New Brighton’s 2017 street improvements to begin this month

The New Brighton City Council unanimously accepted a bid and awarded a contract June 27 for the 2017 street improvement project plans and construction is beginning sometime this July.

The council approved final plans and specifications in April, and authorized staff to advertise for bids. Six bids were received and although all six bids were below the estimate, city staff recommended that the council award the contract to T.A. Schifsky & Sons Inc., in the amount of $1,115,132.10. The original engineers estimate was $1,600,000.

“There are quite a bit of saving with the project as bid this year,” Craig Schlichting, Director of Community Assets and Development. “We believe that is based on the bituminous prices being quite lower than what we expected and the difficulty of this project is quite a bit easier than what we have had in the last two years.”

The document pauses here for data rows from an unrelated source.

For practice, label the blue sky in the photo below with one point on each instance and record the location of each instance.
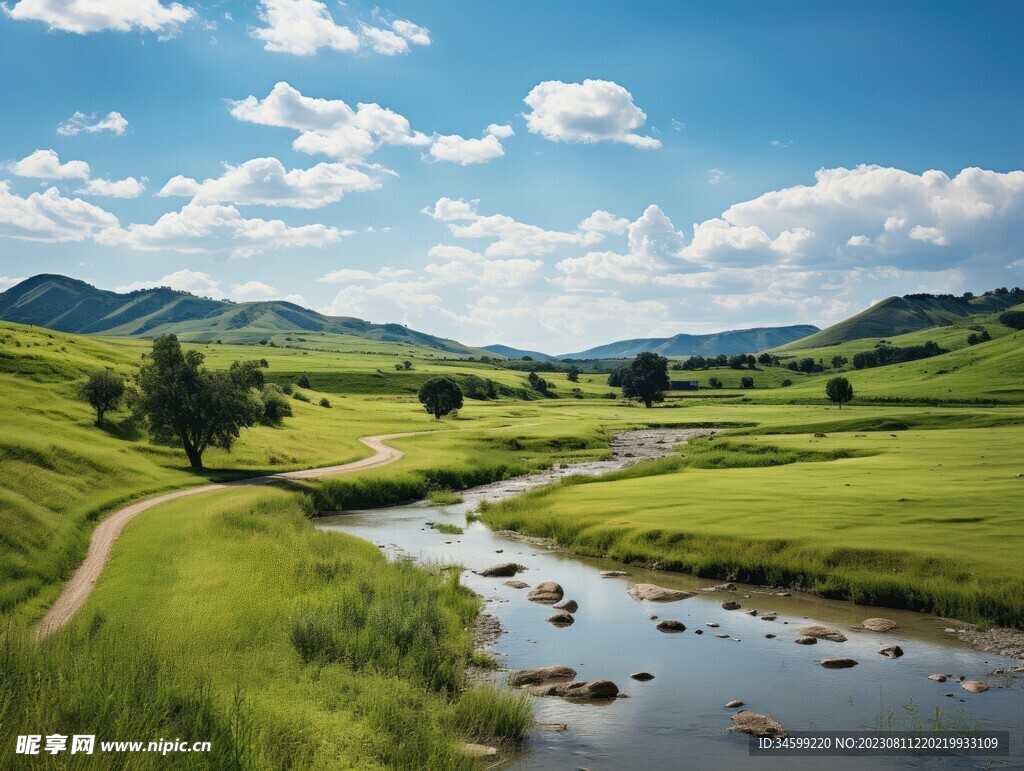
(752, 163)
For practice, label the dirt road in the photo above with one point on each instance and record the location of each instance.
(77, 590)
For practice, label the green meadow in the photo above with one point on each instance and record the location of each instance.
(229, 616)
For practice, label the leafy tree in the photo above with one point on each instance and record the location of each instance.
(103, 390)
(189, 407)
(839, 391)
(275, 404)
(1013, 318)
(440, 396)
(646, 378)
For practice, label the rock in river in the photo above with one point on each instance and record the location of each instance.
(671, 626)
(654, 593)
(838, 664)
(541, 675)
(757, 725)
(548, 593)
(501, 570)
(822, 633)
(561, 619)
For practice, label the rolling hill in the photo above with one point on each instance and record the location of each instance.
(734, 341)
(509, 352)
(71, 305)
(898, 315)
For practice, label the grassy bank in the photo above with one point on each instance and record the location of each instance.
(919, 519)
(233, 620)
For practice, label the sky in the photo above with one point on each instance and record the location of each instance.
(544, 175)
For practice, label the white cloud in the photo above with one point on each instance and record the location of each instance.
(413, 33)
(204, 225)
(127, 187)
(458, 150)
(604, 221)
(49, 216)
(303, 27)
(511, 238)
(44, 164)
(927, 221)
(716, 176)
(83, 16)
(329, 126)
(80, 122)
(264, 180)
(590, 112)
(195, 282)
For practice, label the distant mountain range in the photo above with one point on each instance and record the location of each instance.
(71, 305)
(734, 341)
(897, 315)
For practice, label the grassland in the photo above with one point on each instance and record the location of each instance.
(233, 620)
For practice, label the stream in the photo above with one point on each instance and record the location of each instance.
(679, 719)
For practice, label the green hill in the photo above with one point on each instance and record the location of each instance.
(71, 305)
(897, 315)
(733, 341)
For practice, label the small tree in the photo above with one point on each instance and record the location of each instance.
(646, 378)
(440, 396)
(839, 391)
(103, 390)
(186, 405)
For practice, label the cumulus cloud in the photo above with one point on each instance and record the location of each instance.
(924, 221)
(44, 164)
(510, 238)
(49, 216)
(89, 124)
(330, 127)
(594, 111)
(205, 225)
(83, 16)
(303, 27)
(127, 187)
(264, 180)
(456, 148)
(604, 221)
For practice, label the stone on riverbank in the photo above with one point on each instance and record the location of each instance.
(654, 593)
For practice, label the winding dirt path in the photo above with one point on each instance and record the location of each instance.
(77, 590)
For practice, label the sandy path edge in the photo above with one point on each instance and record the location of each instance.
(78, 588)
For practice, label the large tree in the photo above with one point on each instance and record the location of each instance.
(103, 390)
(839, 391)
(440, 396)
(186, 405)
(646, 378)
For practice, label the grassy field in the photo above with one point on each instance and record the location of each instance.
(922, 519)
(233, 620)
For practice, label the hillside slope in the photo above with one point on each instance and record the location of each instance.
(733, 341)
(898, 315)
(71, 305)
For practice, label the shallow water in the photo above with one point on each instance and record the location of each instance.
(678, 720)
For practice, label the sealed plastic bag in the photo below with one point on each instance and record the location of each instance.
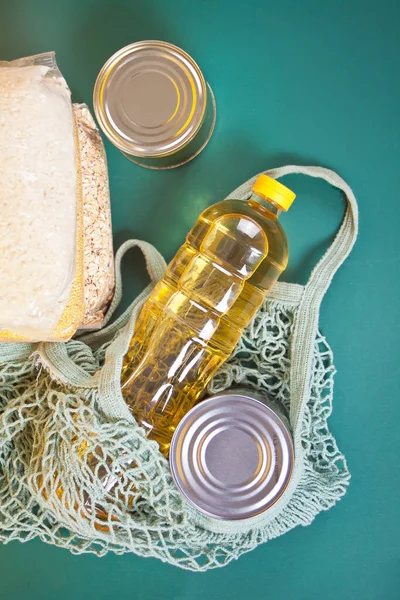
(41, 233)
(98, 259)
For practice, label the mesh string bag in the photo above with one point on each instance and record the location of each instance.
(77, 471)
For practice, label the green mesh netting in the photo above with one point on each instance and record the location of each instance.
(78, 472)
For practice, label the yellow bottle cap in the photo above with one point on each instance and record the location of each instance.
(271, 189)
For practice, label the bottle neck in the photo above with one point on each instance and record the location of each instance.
(265, 205)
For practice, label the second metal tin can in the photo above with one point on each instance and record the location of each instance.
(232, 455)
(153, 103)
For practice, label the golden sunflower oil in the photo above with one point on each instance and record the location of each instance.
(195, 316)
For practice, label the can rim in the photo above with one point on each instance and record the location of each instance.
(183, 423)
(101, 80)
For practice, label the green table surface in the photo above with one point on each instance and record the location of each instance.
(296, 82)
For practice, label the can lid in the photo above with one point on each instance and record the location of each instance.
(231, 456)
(150, 99)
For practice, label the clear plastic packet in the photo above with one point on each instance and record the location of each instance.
(41, 229)
(98, 259)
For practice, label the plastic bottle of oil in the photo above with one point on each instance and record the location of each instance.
(194, 317)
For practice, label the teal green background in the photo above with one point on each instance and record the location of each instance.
(296, 82)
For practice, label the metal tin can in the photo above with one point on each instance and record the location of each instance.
(232, 455)
(153, 103)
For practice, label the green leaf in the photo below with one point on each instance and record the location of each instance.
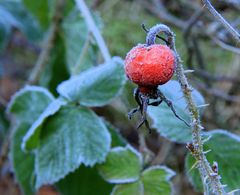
(135, 188)
(156, 180)
(40, 10)
(163, 118)
(74, 135)
(123, 164)
(31, 139)
(84, 181)
(117, 139)
(97, 86)
(23, 164)
(81, 52)
(225, 148)
(28, 103)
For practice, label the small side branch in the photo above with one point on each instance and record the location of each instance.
(93, 28)
(219, 17)
(209, 178)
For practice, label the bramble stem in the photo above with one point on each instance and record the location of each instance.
(209, 178)
(93, 28)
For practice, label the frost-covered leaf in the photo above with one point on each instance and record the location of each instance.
(96, 86)
(153, 181)
(83, 181)
(23, 164)
(31, 139)
(117, 139)
(163, 118)
(135, 188)
(225, 150)
(123, 164)
(74, 135)
(81, 53)
(156, 180)
(28, 103)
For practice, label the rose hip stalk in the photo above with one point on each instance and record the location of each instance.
(150, 65)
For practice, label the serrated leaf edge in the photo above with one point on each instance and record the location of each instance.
(40, 121)
(27, 88)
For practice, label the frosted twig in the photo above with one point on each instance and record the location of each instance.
(219, 17)
(204, 167)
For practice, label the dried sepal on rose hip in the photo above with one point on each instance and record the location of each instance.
(150, 65)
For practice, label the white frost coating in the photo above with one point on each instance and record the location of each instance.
(41, 180)
(27, 88)
(50, 110)
(170, 172)
(224, 132)
(75, 88)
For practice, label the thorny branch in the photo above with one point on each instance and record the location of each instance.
(218, 16)
(197, 151)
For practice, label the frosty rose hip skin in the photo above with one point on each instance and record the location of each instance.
(150, 65)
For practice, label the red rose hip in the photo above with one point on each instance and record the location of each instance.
(150, 66)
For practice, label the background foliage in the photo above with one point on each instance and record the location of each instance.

This project consists of the reconstruction of approximately 1.4 miles of residential streets by the removal of the existing bituminous surfacing, removal and replacement of broken or settled sections of concrete curb and gutter, storm sewer construction, hydrant and valve replacement, street excavation and grading, aggregate base, bituminous surfacing, and boulevard repair improvements.

Streets were selected based on their age and condition.

Streets affected in this summer’s program include:

• Forest Dale Road from Silver Lake Road to Redwood Lane

• Redwood lane from 5th Street NW to cul-de-sac

• 8th Street NW from Redwood Lane to cul-de-sac

• Seminary Drive from Stinson Boulevard to cul-de-sac

• Yankton College Lane from 5th Street NW to Seminary Drive

• Mission House Lane from 5th Street NW to Seminary Drive

• Mission Court from Mission House Lane to cul-de-sac

• 12th Avenue NW from County Road E to cul-de-sac

• Wedgewood Court from County Road E to cul-de-sac

Forest Dale Road west of Redwood Lane, and Mimosa Lane were in the original plan outline but the condition of the streets exceeded the city’s expectations so improvements are being deferred until 2022 and 2035.

Neighborhood impact

In a previous council meeting Schlichting stated that access to property, mail and garbage during the project will be provided to all those residents within the project corridor throughout the project with the exception of when an open utility trench is in front of the residence’s house or when paving operations are taking place.

Impacts to private properties including landscaping, trees, sod and irrigation will be replaced by the city.


Twenty-five percent of the funding for this project will come from special assessments. Each of the 136 properties affected by the project will be assessed approximately $2,049 for engineering, legal, soil borings, testing, and construction costs.

“We were happy with the bids we received but until the project is done the final costs are unknown but we anticipate the assessments coming in the estimated rate or less,” said Schlichting.

Additional funding for the project will come through a combination of general taxes, municipal state aid funds, and utility improvement funds.

The project is expected to be complete by October 31.